Thanks to Limbic-Region and Corion for their help on fixing some problems I was having with the formatting of the time stamp.

Replies are listed 'Best First'.
Re: Keeping an eye on your wiki articles
by davorg (Chancellor) on Jan 19, 2007 at 16:00 UTC

    Rather than selecting all the rows from your database and filtering them in your Perl program, it would seem to make more sense to filter the data in the database (that is, after all, what databases are good at).
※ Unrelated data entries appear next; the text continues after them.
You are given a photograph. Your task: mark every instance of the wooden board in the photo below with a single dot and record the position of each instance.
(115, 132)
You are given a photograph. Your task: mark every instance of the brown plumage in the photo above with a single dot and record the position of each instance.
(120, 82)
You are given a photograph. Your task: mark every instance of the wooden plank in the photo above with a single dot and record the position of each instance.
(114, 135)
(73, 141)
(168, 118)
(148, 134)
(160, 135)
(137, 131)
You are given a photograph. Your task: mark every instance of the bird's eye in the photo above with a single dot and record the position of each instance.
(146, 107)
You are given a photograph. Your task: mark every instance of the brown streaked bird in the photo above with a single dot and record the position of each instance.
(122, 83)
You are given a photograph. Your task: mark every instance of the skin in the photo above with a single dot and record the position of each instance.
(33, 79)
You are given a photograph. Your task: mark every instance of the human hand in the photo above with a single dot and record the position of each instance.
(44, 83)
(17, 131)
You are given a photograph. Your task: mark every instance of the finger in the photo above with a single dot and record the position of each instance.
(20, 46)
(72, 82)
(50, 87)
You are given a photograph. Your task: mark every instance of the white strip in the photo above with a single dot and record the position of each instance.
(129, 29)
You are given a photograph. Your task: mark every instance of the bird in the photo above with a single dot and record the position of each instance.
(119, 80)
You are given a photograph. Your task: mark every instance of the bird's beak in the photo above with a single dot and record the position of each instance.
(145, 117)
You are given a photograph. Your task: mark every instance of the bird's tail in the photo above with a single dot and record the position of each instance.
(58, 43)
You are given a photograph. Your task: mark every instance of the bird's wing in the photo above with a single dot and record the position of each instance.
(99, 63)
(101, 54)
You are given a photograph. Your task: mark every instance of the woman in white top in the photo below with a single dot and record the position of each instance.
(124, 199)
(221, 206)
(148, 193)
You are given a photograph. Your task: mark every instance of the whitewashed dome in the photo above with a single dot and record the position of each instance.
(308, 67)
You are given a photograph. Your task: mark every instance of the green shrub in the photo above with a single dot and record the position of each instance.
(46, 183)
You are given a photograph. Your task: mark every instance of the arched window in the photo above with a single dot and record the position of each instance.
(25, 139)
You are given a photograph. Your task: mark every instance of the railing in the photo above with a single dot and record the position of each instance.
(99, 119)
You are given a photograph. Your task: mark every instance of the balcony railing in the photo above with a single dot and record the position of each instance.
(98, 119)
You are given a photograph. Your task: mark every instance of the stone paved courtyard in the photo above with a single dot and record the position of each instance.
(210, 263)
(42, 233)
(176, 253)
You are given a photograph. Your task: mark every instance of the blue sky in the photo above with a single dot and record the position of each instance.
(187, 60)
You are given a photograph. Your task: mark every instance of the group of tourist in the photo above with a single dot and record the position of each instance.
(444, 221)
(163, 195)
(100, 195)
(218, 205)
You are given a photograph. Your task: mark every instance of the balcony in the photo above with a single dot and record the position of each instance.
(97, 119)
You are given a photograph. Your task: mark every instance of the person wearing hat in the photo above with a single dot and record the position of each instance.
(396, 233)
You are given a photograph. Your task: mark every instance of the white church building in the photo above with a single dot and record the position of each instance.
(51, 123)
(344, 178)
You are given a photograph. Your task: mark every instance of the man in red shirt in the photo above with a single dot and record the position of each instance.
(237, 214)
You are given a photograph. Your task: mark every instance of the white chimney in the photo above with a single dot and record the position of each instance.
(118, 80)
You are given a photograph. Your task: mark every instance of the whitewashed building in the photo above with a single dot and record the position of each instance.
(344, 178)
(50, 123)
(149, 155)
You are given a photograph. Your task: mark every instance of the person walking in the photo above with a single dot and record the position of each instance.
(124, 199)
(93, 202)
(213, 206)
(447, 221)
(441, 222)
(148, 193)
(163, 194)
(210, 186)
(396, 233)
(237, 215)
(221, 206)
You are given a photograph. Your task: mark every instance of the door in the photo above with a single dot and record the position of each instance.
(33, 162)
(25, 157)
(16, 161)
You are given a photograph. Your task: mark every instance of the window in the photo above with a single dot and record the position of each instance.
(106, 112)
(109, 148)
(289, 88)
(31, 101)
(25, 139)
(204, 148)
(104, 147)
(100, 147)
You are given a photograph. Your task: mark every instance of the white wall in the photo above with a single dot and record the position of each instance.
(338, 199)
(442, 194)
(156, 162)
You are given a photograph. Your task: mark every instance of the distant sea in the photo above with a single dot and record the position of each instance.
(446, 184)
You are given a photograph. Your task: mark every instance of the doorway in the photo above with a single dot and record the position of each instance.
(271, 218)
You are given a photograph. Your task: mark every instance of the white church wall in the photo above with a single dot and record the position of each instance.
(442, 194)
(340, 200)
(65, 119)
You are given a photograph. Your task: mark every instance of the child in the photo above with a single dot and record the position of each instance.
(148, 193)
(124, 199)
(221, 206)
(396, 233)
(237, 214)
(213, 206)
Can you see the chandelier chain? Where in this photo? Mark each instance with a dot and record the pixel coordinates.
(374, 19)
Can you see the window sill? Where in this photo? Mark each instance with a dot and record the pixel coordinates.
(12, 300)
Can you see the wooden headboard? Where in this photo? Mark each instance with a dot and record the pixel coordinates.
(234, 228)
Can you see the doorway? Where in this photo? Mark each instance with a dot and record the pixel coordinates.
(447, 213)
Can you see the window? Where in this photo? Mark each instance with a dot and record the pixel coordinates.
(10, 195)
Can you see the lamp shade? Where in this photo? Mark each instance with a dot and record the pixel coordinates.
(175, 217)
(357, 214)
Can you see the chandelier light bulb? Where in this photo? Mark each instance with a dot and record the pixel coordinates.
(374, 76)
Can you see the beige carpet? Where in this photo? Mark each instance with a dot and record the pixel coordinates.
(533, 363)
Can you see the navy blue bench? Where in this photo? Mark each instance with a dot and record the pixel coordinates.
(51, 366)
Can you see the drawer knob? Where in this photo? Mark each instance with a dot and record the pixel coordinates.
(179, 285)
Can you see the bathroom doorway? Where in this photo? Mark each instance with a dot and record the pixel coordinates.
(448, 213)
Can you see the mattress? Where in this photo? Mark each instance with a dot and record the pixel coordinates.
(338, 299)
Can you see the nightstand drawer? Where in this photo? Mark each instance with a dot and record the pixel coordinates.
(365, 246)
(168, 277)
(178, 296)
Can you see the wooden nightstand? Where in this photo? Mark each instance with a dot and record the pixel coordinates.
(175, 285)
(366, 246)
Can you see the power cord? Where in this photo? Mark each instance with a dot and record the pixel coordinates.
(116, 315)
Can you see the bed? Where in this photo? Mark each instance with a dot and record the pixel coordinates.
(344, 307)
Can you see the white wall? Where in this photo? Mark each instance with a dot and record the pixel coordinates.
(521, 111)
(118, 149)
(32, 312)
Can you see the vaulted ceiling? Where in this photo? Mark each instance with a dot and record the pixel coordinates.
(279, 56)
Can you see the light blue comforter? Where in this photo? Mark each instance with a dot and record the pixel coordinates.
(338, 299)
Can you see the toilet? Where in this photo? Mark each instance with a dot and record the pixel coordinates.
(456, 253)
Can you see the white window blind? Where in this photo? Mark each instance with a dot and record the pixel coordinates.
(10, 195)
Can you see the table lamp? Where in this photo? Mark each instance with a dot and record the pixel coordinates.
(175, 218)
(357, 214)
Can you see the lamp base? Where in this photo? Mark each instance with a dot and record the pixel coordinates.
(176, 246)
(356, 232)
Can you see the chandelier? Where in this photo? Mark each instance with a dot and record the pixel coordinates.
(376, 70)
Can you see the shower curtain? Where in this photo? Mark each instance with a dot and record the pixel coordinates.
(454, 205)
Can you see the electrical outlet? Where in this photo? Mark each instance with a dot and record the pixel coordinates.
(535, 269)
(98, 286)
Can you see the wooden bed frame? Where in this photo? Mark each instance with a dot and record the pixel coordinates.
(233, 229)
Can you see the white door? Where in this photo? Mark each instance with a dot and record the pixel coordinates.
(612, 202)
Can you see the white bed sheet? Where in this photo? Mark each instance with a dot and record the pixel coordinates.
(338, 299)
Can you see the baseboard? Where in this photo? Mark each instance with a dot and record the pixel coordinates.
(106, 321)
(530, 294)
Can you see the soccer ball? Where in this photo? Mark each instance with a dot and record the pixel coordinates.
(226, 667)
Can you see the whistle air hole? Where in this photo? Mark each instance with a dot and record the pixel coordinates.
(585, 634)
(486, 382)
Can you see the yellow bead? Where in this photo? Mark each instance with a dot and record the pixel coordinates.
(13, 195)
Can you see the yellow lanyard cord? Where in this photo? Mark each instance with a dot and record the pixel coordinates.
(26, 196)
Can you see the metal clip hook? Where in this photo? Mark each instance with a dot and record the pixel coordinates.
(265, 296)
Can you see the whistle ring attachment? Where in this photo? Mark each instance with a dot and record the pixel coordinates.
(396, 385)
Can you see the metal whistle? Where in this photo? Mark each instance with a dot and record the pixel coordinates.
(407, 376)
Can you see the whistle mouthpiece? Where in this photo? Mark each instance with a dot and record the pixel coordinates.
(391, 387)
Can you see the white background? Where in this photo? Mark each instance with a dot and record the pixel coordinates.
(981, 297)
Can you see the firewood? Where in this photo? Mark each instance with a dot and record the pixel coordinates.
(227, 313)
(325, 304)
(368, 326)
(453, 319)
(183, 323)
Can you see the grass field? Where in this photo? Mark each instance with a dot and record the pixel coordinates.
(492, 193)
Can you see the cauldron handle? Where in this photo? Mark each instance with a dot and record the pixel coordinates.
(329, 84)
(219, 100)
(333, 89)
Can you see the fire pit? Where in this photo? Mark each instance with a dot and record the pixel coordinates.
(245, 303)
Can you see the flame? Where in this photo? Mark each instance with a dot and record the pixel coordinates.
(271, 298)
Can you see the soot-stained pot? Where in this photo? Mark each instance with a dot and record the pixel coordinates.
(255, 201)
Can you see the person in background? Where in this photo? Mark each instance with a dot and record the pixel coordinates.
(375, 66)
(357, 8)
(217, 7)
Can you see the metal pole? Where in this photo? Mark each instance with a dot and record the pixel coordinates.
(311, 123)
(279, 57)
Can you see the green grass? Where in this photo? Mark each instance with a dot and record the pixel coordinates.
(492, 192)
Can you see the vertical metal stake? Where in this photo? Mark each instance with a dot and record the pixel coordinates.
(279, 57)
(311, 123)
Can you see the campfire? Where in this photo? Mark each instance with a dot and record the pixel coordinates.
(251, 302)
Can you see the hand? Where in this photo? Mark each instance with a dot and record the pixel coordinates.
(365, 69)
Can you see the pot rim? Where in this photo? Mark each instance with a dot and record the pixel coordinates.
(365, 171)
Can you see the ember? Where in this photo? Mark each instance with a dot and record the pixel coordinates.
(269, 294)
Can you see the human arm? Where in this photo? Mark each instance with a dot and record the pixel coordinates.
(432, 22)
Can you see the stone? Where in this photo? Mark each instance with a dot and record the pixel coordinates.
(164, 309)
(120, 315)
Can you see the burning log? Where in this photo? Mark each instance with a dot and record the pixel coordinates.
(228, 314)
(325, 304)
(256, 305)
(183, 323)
Your database also knows what the current date is, so your Perl program doesn't need to :-)

    The code might look something like this:

    my $sql = 'select page_title, page_touched from proadvpag where page_namespace = 0 and page_is_redirect = 0 and page_touched < NOW() - INTERVAL 100000000 SECOND'; my $sth = $dbh->prepare($sql); $sth->execute($then); while (my $row = $select->fetchrow_hashref) { # all rows returned are ones you want to send an # email about }

    It's well worth getting to know the date handling functions in your database (indeed, all the functions in your database) as they can often make your life easier.

    Incidently, even if you don't go down the SQL route, your task of constructing a timestamp will become far easier if you use POSIX::strftime.

    --
    <http://dave.org.uk>

    "The first rule of Perl club is you do not talk about Perl club."
    -- Chip Salzenberg